The Long Tail: Why The Future of Business Is Selling Less Of More
by Chris Anderson.
  • The 80/20 rule whereby 80% of your business comes from 20% of your accounts is out the door. Instead throw as much as you can of what you do out there in an efficient manner and see what takes off. Probably one of the most significant business strategy books written in the past twenty years.

Data Smog; Surviving The Information Glut
by David Shenk.

  • First there was data, then information and last knowledge. With the internet, data becomes free, information gets cut by 75% and knowledge drops by 50%. Even though this book was written in 1998, it is a must read.

The Big Store: Inside the Crisis and Revolution at Sears
by Donald R. Katz.

  • Written in 1987 this book could have been written in 2006. In the late 70s and early 80s, Sears was led by Edward Telling. Now it is led by Eddie Lampert. The problems in the 80s, discussed by Katz, still exist today. Lampert will revisit the fate of Telling in 2007 as the market finally begins to recognize Lampert for what he really is...and it is not a financial guru.
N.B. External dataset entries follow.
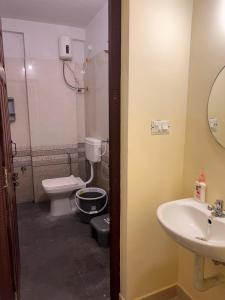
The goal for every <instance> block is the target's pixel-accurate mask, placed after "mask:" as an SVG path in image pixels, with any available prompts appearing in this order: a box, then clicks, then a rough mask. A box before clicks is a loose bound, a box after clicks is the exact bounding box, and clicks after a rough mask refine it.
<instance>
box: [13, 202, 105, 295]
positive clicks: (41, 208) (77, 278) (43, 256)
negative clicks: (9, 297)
mask: <svg viewBox="0 0 225 300" xmlns="http://www.w3.org/2000/svg"><path fill="white" fill-rule="evenodd" d="M18 220H19V237H20V251H21V271H22V273H21V276H22V279H21V298H22V299H21V300H53V299H54V300H84V299H85V300H106V299H110V298H109V289H110V287H109V251H108V249H103V248H99V246H98V245H97V243H96V241H95V240H94V239H93V238H92V237H91V234H90V228H89V225H86V224H82V223H80V221H79V218H78V217H77V216H74V215H70V216H64V217H57V218H56V217H50V216H49V213H48V207H47V206H46V204H44V205H43V204H42V205H41V206H38V205H37V204H36V205H35V204H32V203H26V204H20V205H18Z"/></svg>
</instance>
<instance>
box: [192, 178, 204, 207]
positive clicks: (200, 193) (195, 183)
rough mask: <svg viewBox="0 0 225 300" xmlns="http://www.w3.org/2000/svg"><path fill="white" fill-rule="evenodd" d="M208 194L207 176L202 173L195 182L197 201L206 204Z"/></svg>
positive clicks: (196, 197) (194, 194) (195, 191)
mask: <svg viewBox="0 0 225 300" xmlns="http://www.w3.org/2000/svg"><path fill="white" fill-rule="evenodd" d="M205 194H206V182H205V174H204V173H201V174H200V176H199V179H198V180H197V181H196V182H195V191H194V199H195V200H196V201H200V202H205V201H206V198H205Z"/></svg>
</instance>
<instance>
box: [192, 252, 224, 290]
mask: <svg viewBox="0 0 225 300" xmlns="http://www.w3.org/2000/svg"><path fill="white" fill-rule="evenodd" d="M204 265H205V258H204V257H203V256H201V255H198V254H196V255H195V265H194V287H195V288H196V289H197V290H199V291H200V292H204V291H207V290H209V289H211V288H213V287H214V286H217V285H219V284H222V283H224V282H225V278H224V275H222V274H218V275H215V276H212V277H209V278H204Z"/></svg>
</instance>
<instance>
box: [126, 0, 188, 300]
mask: <svg viewBox="0 0 225 300" xmlns="http://www.w3.org/2000/svg"><path fill="white" fill-rule="evenodd" d="M128 6H129V8H128ZM127 14H128V15H127ZM191 17H192V1H190V0H172V1H171V0H170V1H165V0H160V1H159V0H151V1H149V0H140V1H135V0H130V1H128V0H127V1H123V30H124V32H123V37H124V38H123V70H122V78H123V80H122V139H121V142H122V149H121V151H122V171H121V172H122V176H121V177H122V182H121V184H122V221H121V222H122V224H121V227H122V241H121V249H122V250H121V260H122V262H121V279H122V284H121V287H122V290H121V292H122V295H123V296H124V297H125V299H126V300H133V299H135V298H137V297H140V296H144V295H146V294H149V293H152V292H154V291H156V290H158V289H161V288H164V287H166V286H169V285H172V284H174V283H176V281H177V246H176V245H175V244H174V243H173V242H172V240H171V239H170V238H169V237H168V236H167V235H166V234H165V233H164V232H163V230H162V229H161V228H160V226H159V224H158V222H157V219H156V209H157V207H158V206H159V204H161V203H163V202H166V201H170V200H173V199H176V198H179V197H181V196H182V190H183V189H182V183H183V160H184V139H185V121H186V103H187V83H188V68H189V50H190V33H191ZM127 27H129V36H128V37H125V35H126V33H128V28H127ZM128 48H129V52H128ZM154 119H168V120H170V121H171V124H172V128H171V132H170V135H168V136H153V135H151V131H150V124H151V120H154Z"/></svg>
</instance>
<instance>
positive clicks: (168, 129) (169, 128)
mask: <svg viewBox="0 0 225 300" xmlns="http://www.w3.org/2000/svg"><path fill="white" fill-rule="evenodd" d="M151 132H152V134H153V135H166V134H169V133H170V121H168V120H154V121H152V122H151Z"/></svg>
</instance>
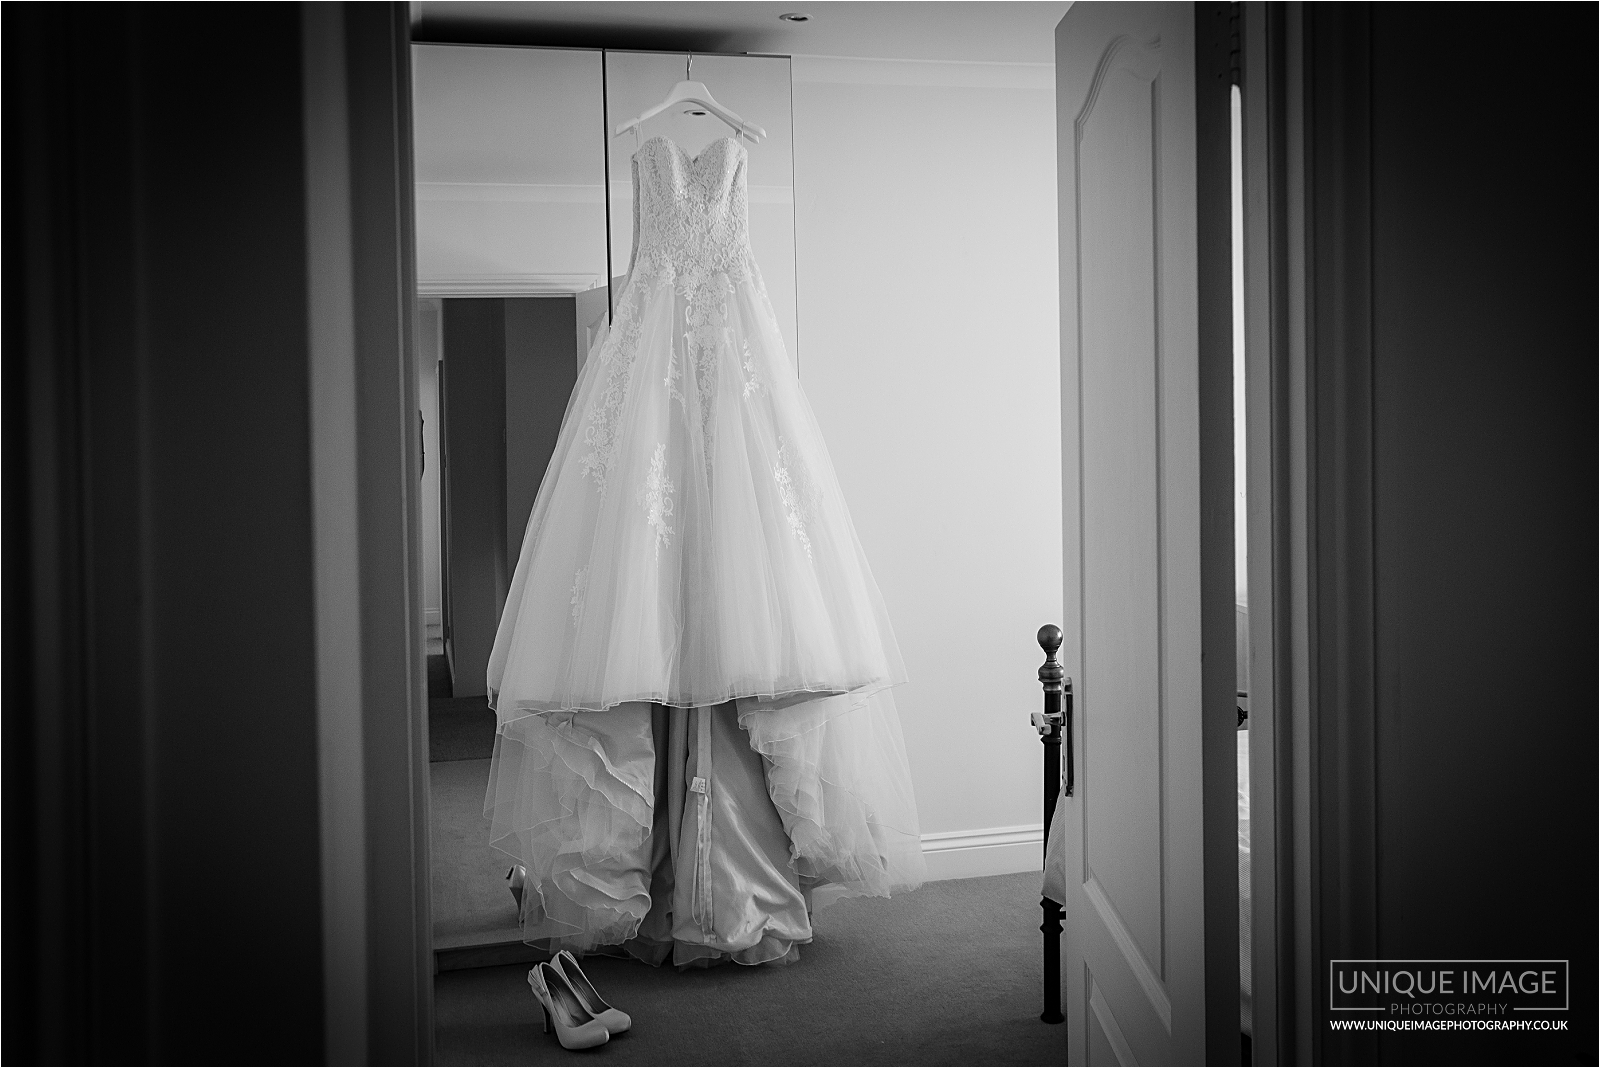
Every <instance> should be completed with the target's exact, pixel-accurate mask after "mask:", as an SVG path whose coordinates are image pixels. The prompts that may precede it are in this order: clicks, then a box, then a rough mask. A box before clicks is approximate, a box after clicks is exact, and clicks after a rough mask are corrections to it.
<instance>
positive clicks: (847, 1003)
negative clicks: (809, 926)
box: [434, 873, 1066, 1065]
mask: <svg viewBox="0 0 1600 1068" xmlns="http://www.w3.org/2000/svg"><path fill="white" fill-rule="evenodd" d="M1038 923H1040V911H1038V875H1037V873H1021V875H1000V876H990V878H982V879H952V881H947V883H930V884H928V886H925V887H922V889H920V891H917V892H914V894H904V895H899V897H894V899H891V900H882V899H851V900H843V902H840V903H837V905H834V907H830V908H827V910H824V911H821V913H818V916H816V924H814V926H816V940H814V942H813V943H811V945H806V946H802V948H800V961H798V962H797V964H790V966H781V967H773V966H763V967H739V966H734V964H725V966H722V967H714V969H706V970H690V972H677V970H672V969H670V967H662V969H654V967H648V966H645V964H638V962H632V961H618V959H605V958H589V959H586V961H584V970H586V972H587V974H589V977H590V978H592V980H594V983H595V985H597V986H598V988H600V991H602V994H605V996H606V998H608V999H610V1001H611V1004H614V1006H618V1007H619V1009H622V1010H626V1012H629V1014H630V1015H632V1017H634V1031H632V1033H630V1034H624V1036H619V1038H616V1039H613V1041H611V1042H608V1044H606V1046H603V1047H600V1049H597V1050H592V1052H584V1054H570V1052H568V1050H565V1049H562V1047H560V1046H558V1044H557V1041H555V1036H554V1034H542V1033H541V1030H539V1009H538V1002H534V999H533V993H531V991H530V990H528V985H526V978H525V975H526V972H528V969H526V967H525V966H510V967H482V969H470V970H459V972H442V974H440V975H437V977H435V985H434V1018H435V1028H437V1031H435V1033H437V1063H440V1065H555V1063H568V1062H570V1060H571V1058H574V1057H584V1058H590V1062H592V1063H613V1065H1061V1063H1066V1028H1064V1025H1054V1026H1051V1025H1046V1023H1042V1022H1040V1020H1038V1012H1040V1007H1042V1002H1040V990H1042V978H1040V962H1042V956H1040V954H1042V948H1040V935H1038Z"/></svg>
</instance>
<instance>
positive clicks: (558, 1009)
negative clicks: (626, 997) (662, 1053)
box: [528, 950, 634, 1049]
Eddie Lampert, you are no Warren Buffet!

Greg Weldon:

I heard that there is a decent book coming out in January, from John Wiley and Sons ...

Gold Trading Boot Camp: Master the Basics and Become a Successful Commodities Investor

Woody Dorsey:

I recommend:

Gold Trading Boot Camp: Master the Basics and Become a Successful Commodities Trader
by Greg Weldon

However, if it is not available, I recommend:

On Intelligence
by Jeff Hawkins.
  • I cannot recommend Behavioral Trading - it contains way too much insight into how the market is a metaphor machine.

    This book shows that the brain is not a computing machine, it is an analogy machine.

Jon Doctor J Najarian:

Here are my holiday book recommendations:

A Mathematician Plays the Stock Market
by John Allen Paulos
  • You will laugh out loud reading this one. Example: "How many efficient market theorists it takes to change a light bulb. Answer: None. If the light bulb needed changing the market would have already done it." Very well done.

Fooled by Randomness
by Nassim Nicholas Taleb

  • Eccentric look at what randomness really is, and how often traders mistake dumb luck for skill.

Traders' Tales: A Chronicle of Wall Street Myths, Legends, and Outright Lies
by Ron Insana

  • Pure fun, not a how to book.

by Robert Charles Wilson

  • The stars vanish and we simulate sunlight artificially. The world will end in 40 years and this book explores how three people deal with that grim reality. Fascinating.

The World Is Flat
by Thomas L. Friedman

  • Best book on globalization hands down. You really can't be in the information business and not read this book.